Отец Жан Гере на допросах и пытках упорно утверждал, что ничего не знал о покушении Шателя и никогда не говорил ему ни слова о покушении. Шатель подтвердил эти слова. Советники парламента конфисковали бумаги, компрометирующие отца Жана Гиньяра. Тот восхвалял героическое деяние Жака Клемана как дар Святого Духа и ставил его на одну доску с подвигом Юдифи. Иезуит высказывал мнение, «что корона Франции может и должна быть передана некоему другому роду, нежели род Бурбонов», что «с Беарнцем (Генрихом IV), что ныне обратился в католическую веру, поступили бы мягче, нежели он заслуживает, если б даровали ему монашеский венец в каком-нибудь монастыре с хорошей дисциплиной… что если нельзя его низложить без войны, пусть воюют; если вести войну невозможно… пусть убьют»[288]. Эти бумаги не выглядели новыми. Но королевский акт об амнистии запрещал хранить что-либо подобное, и отца Гиньяра обвинили в их хранении. Был ли он как-то связан с покушением Шателя? Отец де Мена в 1603 г. утверждал, «что никогда ни в его проповедях, ни в обычных лекциях, ни в частных беседах от него не слышали слов, угрожающих королям»[289]. Ничто не позволяет утверждать, что отец Гиньяр вдохновлял покушение Шателя или знал о нем.

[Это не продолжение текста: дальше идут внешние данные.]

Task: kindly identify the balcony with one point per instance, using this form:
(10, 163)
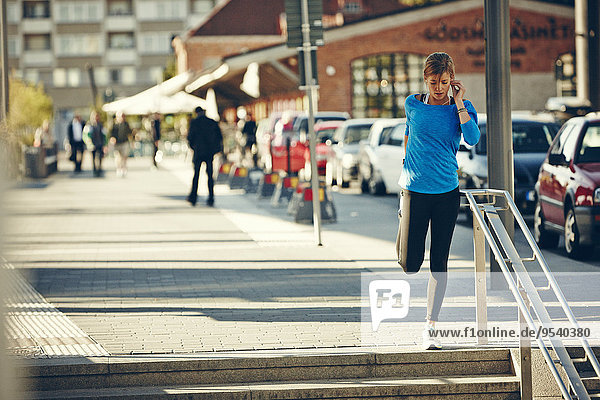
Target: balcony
(36, 25)
(121, 56)
(117, 23)
(37, 58)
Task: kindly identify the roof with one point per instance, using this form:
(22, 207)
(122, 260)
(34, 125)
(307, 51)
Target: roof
(240, 17)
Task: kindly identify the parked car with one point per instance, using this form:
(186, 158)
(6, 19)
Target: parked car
(343, 165)
(295, 128)
(301, 123)
(568, 189)
(531, 140)
(380, 157)
(563, 108)
(324, 131)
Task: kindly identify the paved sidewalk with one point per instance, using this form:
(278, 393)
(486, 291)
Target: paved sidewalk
(139, 271)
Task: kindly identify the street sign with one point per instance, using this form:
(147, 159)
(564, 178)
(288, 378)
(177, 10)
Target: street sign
(301, 69)
(293, 12)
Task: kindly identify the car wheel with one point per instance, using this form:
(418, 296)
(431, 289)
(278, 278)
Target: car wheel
(377, 188)
(364, 184)
(340, 179)
(329, 175)
(572, 246)
(543, 238)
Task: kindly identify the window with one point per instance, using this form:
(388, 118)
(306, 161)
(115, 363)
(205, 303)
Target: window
(532, 138)
(569, 142)
(78, 12)
(590, 146)
(202, 6)
(381, 83)
(564, 69)
(119, 7)
(155, 42)
(59, 77)
(527, 137)
(128, 76)
(74, 77)
(36, 9)
(12, 16)
(352, 7)
(115, 76)
(157, 10)
(78, 45)
(37, 42)
(13, 46)
(101, 76)
(121, 40)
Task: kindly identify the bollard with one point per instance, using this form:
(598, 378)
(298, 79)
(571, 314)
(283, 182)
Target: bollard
(302, 209)
(284, 190)
(238, 177)
(255, 175)
(224, 170)
(267, 184)
(296, 196)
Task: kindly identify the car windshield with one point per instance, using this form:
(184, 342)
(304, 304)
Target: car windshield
(325, 134)
(531, 137)
(590, 146)
(356, 133)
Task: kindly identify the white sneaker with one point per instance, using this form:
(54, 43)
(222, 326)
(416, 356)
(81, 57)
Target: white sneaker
(430, 341)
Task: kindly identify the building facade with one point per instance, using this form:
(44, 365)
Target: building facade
(122, 46)
(368, 66)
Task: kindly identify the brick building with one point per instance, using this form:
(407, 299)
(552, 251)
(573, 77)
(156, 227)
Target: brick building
(372, 60)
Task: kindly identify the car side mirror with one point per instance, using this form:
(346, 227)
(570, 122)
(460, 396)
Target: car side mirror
(557, 159)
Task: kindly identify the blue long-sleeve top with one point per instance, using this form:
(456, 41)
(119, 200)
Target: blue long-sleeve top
(433, 134)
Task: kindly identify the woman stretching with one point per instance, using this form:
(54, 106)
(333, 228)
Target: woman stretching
(429, 180)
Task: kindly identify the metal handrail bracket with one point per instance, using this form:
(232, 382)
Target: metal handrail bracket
(523, 289)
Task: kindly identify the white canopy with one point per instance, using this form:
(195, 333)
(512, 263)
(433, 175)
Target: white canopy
(167, 97)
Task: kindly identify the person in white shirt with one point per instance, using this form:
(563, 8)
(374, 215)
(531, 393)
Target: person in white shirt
(75, 135)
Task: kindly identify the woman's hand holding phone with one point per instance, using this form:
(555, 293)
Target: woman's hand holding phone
(458, 89)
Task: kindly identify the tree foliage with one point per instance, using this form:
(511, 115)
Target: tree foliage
(29, 106)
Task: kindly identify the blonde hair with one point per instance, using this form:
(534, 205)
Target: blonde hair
(438, 63)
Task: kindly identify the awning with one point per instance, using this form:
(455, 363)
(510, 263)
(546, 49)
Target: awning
(167, 97)
(242, 78)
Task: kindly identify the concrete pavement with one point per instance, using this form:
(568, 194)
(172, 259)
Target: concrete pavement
(138, 271)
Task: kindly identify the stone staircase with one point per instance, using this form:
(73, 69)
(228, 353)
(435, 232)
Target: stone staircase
(312, 374)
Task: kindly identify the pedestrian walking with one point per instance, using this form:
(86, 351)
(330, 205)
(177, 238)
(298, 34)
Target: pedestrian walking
(97, 140)
(75, 136)
(155, 131)
(206, 140)
(120, 135)
(429, 179)
(249, 134)
(43, 136)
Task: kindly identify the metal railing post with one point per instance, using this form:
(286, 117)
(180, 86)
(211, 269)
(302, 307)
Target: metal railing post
(525, 352)
(480, 281)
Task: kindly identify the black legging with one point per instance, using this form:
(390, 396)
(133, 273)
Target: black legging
(418, 211)
(200, 158)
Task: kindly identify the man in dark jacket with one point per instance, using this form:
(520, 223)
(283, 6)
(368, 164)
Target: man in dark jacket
(205, 138)
(155, 128)
(75, 136)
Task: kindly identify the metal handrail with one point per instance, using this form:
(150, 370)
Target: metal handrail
(531, 292)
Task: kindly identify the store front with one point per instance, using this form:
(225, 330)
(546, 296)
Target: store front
(368, 68)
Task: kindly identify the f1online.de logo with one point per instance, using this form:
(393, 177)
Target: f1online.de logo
(389, 300)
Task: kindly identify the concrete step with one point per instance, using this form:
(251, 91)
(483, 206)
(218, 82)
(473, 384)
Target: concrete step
(259, 366)
(497, 387)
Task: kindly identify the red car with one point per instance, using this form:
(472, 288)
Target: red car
(324, 131)
(568, 189)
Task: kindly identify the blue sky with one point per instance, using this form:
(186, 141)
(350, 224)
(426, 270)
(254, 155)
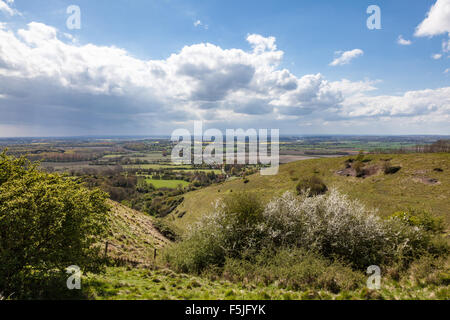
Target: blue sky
(309, 34)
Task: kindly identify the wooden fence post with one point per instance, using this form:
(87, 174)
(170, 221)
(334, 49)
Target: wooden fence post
(106, 249)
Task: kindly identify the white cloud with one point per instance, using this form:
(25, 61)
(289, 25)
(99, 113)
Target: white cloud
(5, 6)
(446, 45)
(47, 83)
(198, 23)
(437, 20)
(346, 56)
(403, 42)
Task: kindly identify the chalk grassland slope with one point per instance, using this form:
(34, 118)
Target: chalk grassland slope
(132, 234)
(417, 185)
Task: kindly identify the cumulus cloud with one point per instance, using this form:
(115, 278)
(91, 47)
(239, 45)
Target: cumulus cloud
(198, 23)
(437, 21)
(6, 7)
(49, 84)
(403, 42)
(344, 57)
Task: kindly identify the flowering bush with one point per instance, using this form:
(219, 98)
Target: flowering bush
(330, 224)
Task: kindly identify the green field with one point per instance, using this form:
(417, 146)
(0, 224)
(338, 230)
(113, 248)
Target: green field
(387, 193)
(172, 184)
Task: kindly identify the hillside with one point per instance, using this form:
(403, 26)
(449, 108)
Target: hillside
(423, 183)
(132, 234)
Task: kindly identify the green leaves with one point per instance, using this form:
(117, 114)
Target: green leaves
(47, 223)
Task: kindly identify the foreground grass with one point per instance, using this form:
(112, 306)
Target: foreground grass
(120, 283)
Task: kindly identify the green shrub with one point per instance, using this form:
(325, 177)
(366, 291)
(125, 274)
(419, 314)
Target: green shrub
(293, 269)
(167, 229)
(422, 219)
(330, 225)
(231, 231)
(388, 169)
(47, 223)
(312, 186)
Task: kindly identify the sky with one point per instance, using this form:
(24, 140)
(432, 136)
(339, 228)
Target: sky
(150, 67)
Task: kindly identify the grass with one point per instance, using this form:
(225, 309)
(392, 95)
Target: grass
(121, 283)
(132, 234)
(172, 184)
(388, 193)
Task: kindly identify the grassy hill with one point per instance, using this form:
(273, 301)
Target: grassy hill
(132, 234)
(423, 183)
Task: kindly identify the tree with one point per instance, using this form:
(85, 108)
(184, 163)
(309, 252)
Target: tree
(48, 222)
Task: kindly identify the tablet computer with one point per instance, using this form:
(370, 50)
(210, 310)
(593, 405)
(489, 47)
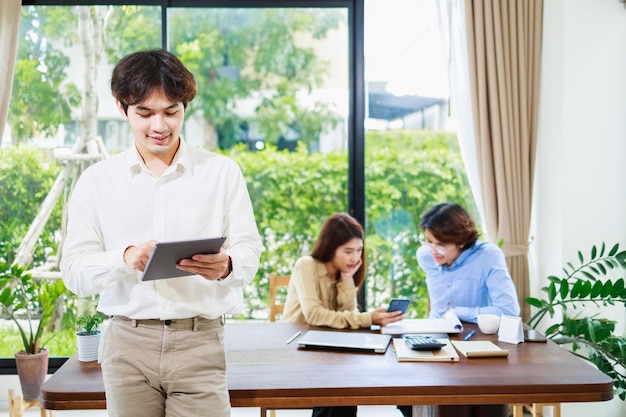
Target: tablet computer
(165, 256)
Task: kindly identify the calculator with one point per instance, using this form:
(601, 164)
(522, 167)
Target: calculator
(423, 343)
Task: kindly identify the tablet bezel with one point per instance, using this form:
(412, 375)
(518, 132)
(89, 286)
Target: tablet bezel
(165, 256)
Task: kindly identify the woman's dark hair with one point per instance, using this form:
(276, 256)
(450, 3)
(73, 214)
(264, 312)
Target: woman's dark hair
(139, 74)
(450, 223)
(338, 230)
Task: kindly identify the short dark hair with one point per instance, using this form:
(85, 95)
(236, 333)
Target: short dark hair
(339, 229)
(139, 74)
(450, 223)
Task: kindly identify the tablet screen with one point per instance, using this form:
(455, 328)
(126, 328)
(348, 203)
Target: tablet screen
(165, 256)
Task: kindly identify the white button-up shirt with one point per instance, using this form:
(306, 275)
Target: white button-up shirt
(118, 203)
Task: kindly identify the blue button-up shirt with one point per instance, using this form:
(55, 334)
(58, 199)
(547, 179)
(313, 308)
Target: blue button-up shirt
(478, 282)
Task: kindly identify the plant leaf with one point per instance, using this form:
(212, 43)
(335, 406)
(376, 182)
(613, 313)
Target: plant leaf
(576, 288)
(564, 289)
(606, 289)
(596, 290)
(586, 289)
(618, 287)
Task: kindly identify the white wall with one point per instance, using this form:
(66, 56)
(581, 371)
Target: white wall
(580, 190)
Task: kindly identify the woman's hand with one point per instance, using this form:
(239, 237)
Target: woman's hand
(382, 317)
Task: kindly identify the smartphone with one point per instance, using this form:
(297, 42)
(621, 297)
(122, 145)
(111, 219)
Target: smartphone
(398, 304)
(533, 336)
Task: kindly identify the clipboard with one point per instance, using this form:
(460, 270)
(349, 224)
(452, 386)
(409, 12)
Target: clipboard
(165, 256)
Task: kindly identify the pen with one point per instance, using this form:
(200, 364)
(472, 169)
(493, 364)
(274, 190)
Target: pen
(470, 334)
(292, 338)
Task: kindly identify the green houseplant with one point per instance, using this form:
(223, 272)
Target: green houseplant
(30, 304)
(592, 283)
(88, 336)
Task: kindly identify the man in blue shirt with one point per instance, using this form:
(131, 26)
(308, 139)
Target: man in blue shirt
(466, 275)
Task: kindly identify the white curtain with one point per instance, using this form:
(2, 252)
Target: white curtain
(453, 27)
(9, 24)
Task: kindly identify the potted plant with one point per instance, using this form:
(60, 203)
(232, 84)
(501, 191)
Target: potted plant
(30, 304)
(88, 336)
(591, 283)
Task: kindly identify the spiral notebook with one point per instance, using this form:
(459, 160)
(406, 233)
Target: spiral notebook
(352, 341)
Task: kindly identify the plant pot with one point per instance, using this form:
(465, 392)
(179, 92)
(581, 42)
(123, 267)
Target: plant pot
(88, 346)
(31, 370)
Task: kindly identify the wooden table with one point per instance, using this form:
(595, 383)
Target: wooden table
(263, 371)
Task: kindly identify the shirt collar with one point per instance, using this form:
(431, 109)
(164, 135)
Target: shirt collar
(463, 256)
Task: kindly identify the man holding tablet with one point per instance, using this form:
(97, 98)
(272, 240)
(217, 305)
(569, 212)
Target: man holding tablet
(163, 352)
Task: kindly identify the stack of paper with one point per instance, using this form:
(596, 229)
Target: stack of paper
(449, 323)
(406, 354)
(479, 348)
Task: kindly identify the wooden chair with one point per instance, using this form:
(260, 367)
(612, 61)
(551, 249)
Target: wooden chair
(535, 410)
(276, 308)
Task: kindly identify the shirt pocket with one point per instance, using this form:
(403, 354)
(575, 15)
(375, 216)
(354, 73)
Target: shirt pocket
(199, 221)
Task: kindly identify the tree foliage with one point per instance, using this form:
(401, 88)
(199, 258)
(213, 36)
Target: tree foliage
(292, 194)
(241, 54)
(26, 175)
(41, 96)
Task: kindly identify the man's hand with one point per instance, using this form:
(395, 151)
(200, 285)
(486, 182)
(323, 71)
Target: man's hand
(137, 257)
(211, 267)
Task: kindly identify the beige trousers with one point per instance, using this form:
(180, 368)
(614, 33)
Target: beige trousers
(176, 368)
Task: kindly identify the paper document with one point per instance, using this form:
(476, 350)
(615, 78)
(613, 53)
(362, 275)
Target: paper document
(479, 349)
(405, 354)
(449, 323)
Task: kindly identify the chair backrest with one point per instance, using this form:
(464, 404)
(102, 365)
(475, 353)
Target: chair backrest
(277, 281)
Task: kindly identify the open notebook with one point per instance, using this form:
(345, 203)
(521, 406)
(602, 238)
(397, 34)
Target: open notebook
(353, 341)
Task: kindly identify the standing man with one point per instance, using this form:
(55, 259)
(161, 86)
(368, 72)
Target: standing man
(163, 352)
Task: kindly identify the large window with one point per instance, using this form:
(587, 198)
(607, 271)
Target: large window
(322, 103)
(412, 158)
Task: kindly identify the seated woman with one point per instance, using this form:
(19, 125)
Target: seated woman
(467, 275)
(323, 286)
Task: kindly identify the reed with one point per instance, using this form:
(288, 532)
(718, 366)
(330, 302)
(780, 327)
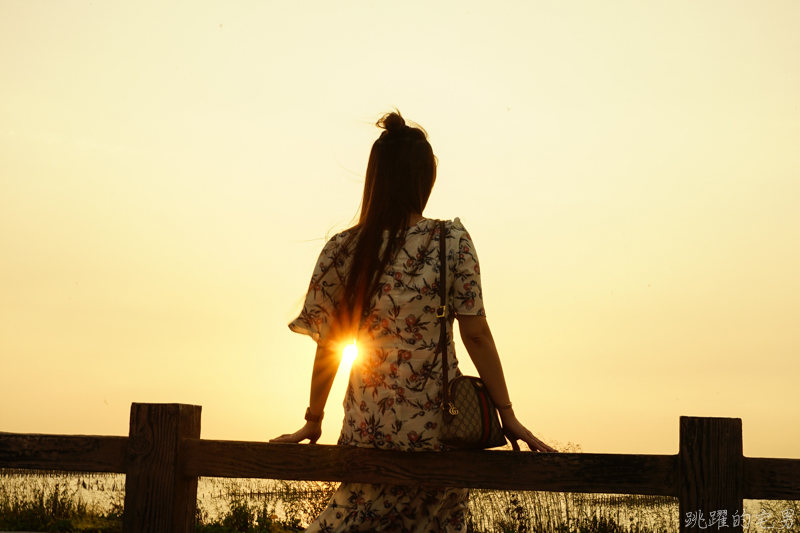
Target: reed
(93, 503)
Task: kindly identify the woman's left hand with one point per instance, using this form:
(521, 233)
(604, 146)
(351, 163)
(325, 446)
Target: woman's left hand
(515, 431)
(311, 431)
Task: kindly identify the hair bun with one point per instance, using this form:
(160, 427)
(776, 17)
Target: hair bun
(391, 122)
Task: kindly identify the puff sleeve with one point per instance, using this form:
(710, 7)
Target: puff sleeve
(467, 295)
(322, 299)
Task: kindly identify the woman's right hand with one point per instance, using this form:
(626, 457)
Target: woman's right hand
(311, 431)
(515, 431)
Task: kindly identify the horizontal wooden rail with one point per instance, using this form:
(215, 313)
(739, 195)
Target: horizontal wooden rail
(163, 456)
(73, 453)
(771, 479)
(567, 472)
(764, 478)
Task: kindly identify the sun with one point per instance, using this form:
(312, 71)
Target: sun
(349, 354)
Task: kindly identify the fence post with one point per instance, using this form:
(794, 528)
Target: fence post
(710, 473)
(158, 497)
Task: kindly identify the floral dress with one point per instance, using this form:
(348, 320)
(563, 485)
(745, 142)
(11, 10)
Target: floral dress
(393, 399)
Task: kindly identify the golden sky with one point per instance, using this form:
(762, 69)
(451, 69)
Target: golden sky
(629, 171)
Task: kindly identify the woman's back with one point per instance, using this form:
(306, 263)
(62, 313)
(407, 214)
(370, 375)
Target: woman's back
(393, 399)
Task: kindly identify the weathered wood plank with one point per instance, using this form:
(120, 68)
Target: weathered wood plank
(710, 472)
(159, 497)
(76, 453)
(771, 479)
(570, 472)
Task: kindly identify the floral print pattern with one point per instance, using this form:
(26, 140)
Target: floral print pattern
(393, 399)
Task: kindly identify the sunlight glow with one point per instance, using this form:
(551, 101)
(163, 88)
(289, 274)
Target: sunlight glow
(349, 354)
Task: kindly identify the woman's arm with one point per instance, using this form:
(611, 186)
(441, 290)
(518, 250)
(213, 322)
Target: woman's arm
(480, 345)
(326, 364)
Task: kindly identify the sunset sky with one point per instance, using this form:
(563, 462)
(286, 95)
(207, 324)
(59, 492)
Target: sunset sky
(629, 172)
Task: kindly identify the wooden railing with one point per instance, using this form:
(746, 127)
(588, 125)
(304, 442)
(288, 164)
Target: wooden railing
(163, 456)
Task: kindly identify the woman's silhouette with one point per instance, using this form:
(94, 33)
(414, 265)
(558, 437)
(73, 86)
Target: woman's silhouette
(377, 282)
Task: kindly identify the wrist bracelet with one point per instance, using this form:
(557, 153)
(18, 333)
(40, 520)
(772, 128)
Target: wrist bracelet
(313, 418)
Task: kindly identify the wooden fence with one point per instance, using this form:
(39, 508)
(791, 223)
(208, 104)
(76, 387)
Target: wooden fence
(163, 456)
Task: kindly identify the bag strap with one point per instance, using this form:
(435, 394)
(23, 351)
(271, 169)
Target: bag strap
(441, 314)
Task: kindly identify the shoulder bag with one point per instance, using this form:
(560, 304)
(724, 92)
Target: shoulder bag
(469, 417)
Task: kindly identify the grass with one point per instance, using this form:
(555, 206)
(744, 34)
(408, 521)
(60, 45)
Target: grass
(93, 503)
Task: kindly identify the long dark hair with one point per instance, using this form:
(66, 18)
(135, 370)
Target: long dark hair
(400, 175)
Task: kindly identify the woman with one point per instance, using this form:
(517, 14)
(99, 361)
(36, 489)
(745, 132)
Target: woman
(378, 283)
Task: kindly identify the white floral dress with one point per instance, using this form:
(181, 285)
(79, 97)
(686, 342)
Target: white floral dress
(393, 399)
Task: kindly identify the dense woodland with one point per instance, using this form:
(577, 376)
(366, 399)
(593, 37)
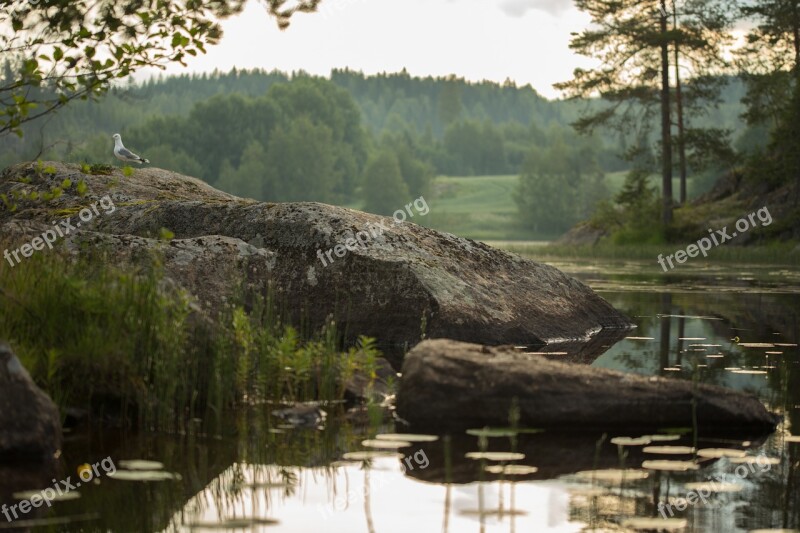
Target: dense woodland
(351, 139)
(673, 95)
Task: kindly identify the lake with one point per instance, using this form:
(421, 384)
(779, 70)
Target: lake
(730, 325)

Но, кроме того, «в коллегии означенных иезуитов было найдено немало анаграмм, направленных против короля, и несколько тем диктантов для грамматистов, о том, как должно стойко встречать смерть и ополчаться на тиранов. Далее, есть доказательство, что учителя Клермонской коллегии запрещали школярам молиться Богу за короля после того, как Париж подчинился власти Его Величества, и говорили, что все, кто пойдет к его мессе, будут отлучены»[290].
В четверг, 29 декабря 1594 г., Парижский парламент вынес свой приговор. Жан Шатель, обвиненный в преступном оскорблении божественного и человеческого Величества, был приговорен к такой же казни, какой позже казнят Равальяка. Его отец, знавший о его плане и пытавшийся его отговорить, но не донесший на него, изгонялся на девять лет из королевства и навсегда — из Парижа и его предместий. Дом Шателей близ дворцовых ворот подлежал сносу. На его месте следовало возвести «возвышенный столп из тесаного камня» с памятными надписями. Отец Гере навсегда изгонялся из королевства. Кроме того, суд «повелевал, дабы священнослужители и школяры Клермонской коллегии и всех прочих, причисляющих себя к означенному обществу, как совратители юношества, возмутители общественного спокойствия, враги короля и государства, в течение трех суток после провозглашения настоящего приговора покинули пределы Парижа и других городов и поселений, где находятся их коллегии, и в течение пятнадцати — пределы королевства», или же они будут обвинены в оскорблении Величества. Он «запрещал всем подданным короля посылать школяров в коллегии означенного общества за пределы королевства под страхом того же обвинения в оскорблении Величества»[291]. 8 января 1595 г. 37 иезуитов покинули Париж. Немного позже был повешен отец Гиньяр. По приказу короля примеру Парижского парламента последовали Руанский и Дижонский. Парламенты Бордо и Тулузы отказались изгонять иезуитов.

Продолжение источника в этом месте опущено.